First, let me say that I don't believe the upfronts are going away. Certainly not in the foreseeable future and probably never. They serve an important function for both buy-side — to ensure they have inventory to reach their audience — and sell-side — to know they have revenue to fund production of the programs. Video inventory, and especially premium video inventory, still has less supply than demand, so as a brand you don't want to risk buying in real-time and have no desirable inventory available. What brands really objected to was being locked into a specific schedule up to a year in advance with little ability to change as the year went along. As we know, the pandemic upended last year's upfronts, and no brand had a crystal ball to know how the year ahead would turn out, thus would not make this kind of commitment. The sell-side responded and the watchword became "flexibility", giving advertisers much broader latitude to change or cancel flights based on conditions at the time of airing. The sell-side took the lesson that this was OK, it didn't crater their business. Sell-side will still want big dollar upfront commitments, but then the negotiations will shift to the terms governing the ability to move that money around as the year goes forward.  

How are brands and agencies approaching TV buying today? How has it changed from the past?

Quite frankly, brands and their agencies aren't changing enough. I see some leading examples, but they are the trailblazers, not the mainstream. Too many are planning CTV as a reach extension of the age/gender/GRP strategy and are locked into their legacy mindset of negotiating the lowest cost per thousand. I understand there are 50+ years of experience, benchmarks, best practices, etc. behind this, but it no longer is the most effective approach. Few if any brands need 70 percent reach against adults 18–49; every brand needs 100% reach against their strategic audience. I use the diaper example a lot because it is pretty self-explanatory: diaper brands don't need to reach women 18–49, they need to reach households or individuals with children age 3 or younger. When I say this, I get push back that grandparents buy diapers too; let's not go down that rabbit hole right now other than to say, fine, then do a targeted buy against that strategic audience. 
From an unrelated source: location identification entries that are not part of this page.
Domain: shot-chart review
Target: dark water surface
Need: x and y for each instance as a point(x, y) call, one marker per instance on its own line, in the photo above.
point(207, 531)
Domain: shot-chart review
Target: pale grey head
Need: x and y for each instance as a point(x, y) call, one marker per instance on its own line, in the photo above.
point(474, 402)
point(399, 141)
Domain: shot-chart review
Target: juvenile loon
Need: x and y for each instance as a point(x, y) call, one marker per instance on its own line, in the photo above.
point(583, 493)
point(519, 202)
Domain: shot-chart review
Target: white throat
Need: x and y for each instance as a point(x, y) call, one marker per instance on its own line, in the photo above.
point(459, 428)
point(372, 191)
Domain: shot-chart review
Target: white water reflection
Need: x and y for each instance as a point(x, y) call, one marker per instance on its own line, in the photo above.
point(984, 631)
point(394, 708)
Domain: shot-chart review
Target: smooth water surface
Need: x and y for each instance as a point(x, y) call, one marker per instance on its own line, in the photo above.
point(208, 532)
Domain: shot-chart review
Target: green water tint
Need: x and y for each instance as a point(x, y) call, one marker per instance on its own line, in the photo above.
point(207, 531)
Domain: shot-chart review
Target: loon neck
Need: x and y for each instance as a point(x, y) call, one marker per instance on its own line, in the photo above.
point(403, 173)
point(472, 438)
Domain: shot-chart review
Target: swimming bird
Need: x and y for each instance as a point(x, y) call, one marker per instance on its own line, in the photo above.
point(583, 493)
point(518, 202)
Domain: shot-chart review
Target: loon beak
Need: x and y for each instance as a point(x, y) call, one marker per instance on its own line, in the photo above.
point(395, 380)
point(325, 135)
What’s the biggest draw to shift budgets to CTV and what messages resonate with advertisers you speak to?

I want to broaden this away from just CTV to the term I christened in 2016 "audience-based and data-driven" TV buying. The audience-based part is the diaper example above: defining multiple audiences and investing according to their value to the brand. Even in linear where you still have to buy an aggregate audience, you can use this approach to increase the coverage of your strategic audience within the same budget. (The little talked-about benefit of the much-bemoaned fragmentation of the audience is that these smaller audiences show much greater variation in their composition than a large audience which naturally regresses to the mean). So you greatly reduce waste by eliminating people who have no need to ever buy your product. The data-driven part of it drives greater measurability of results, whether the ad is on linear or CTV. Whether your goal is to maximize unduplicated reach or drive short-term sales. The data sets for this are still incomplete and the approach to weighting and balancing the samples to be representative are inadequate, but organizations like CIMM and the WFA are getting the industry to focus on it and fix it.